How African textiles have influenced interior design
One of (many) things we love about home decor? How interior trends will always be a beautiful blend of design and cultural influences from around the world. Walk into any modern home and you’re likely to see that global influence in the design choices - perhaps a touch of Scandi chic mixed with Moroccan vibrancy in the bedroom. Or French linens paired seamlessly with a Japanese minimalist style in the living area.
To celebrate Black History Month, we’ve taken a closer look at how African designs and textiles have had a major influence on interior decor over the years, calling out a few of our favourites:
Rattan isn’t just for garden furniture anymore - it’s having a moment. This versatile, and durable material is one of our personal favourites. We love the Malawi Chair - a style of furniture originating from (you guessed it) Malawi. Made of just rattan strips, these pieces are hand woven into patterns. Interestingly, not a speck of glue is used in the making. They’re held in place with intricate knots. Finish off with your fave boho cushion for a statement piece in any room.
While baskets have been more associated with the Scandi bohemian style recently, the trend of handwoven baskets originates from Africa. In countries like Kenya and Ghana, weaving baskets by a hand is a centuries-old craft. For hundreds of years, folk have been using natural fibres to create baskets in all shapes and sizes to store and transport goods for trading.
In present day Africa, local women continue honing his craft that has been passed down to them by their ancestors, with many now working in female cooperatives dedicated to basket making.
If you’ve ever owned Egyptian cotton bed linen, you’ll know that there’s really no going back. Known for its premium feel and quality, Egyptian cotton is made up of finer yarns which means a higher thread count that feels softer and more luxurious. The weave of the fabric is also a lot stronger than regular cotton, making it last longer. It’s a little pricier, but totally worth investing in for that sumptuous hotel-quality sleep.
Traditionally handwoven and repeatedly dipped in dye to achieve a rich colour, mud cloth is native to Mali, Ghana and Senegal. We love the tactile quality of mud cloth, often used for throws and cushions. It’s often found in a range of original prints and patterns, with earthy colours mixed in with blues, blacks and whites.

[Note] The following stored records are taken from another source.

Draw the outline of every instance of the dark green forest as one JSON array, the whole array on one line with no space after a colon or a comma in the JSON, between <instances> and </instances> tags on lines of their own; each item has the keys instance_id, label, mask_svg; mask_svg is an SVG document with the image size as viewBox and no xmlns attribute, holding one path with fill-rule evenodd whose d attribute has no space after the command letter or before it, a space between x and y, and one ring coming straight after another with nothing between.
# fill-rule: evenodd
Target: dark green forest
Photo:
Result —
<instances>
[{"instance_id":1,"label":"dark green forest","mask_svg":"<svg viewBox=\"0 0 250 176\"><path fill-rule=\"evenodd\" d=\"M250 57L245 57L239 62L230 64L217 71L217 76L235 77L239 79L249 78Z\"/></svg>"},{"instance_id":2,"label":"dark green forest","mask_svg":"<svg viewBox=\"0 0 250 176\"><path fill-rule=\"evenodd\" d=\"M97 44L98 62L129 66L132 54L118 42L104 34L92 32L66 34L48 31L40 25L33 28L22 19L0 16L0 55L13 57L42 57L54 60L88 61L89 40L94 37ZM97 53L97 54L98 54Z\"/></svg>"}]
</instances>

Hailing from the Central African region, Kuba cloth is handwoven (spot a trend here?) using raffia palm leaves. These leaves are given a rich colour using dyes made of vegetables. Traditionally used as sleeping mats or clothing, Kuba cloth has now become trendy in the home decor world. You’ll find it in the form of wall hangings, cushions and rugs. We love that it’s a completely bio-organic material, and you’ll usually find it sourced from fair-trade cooperatives and sold at small, independent stores.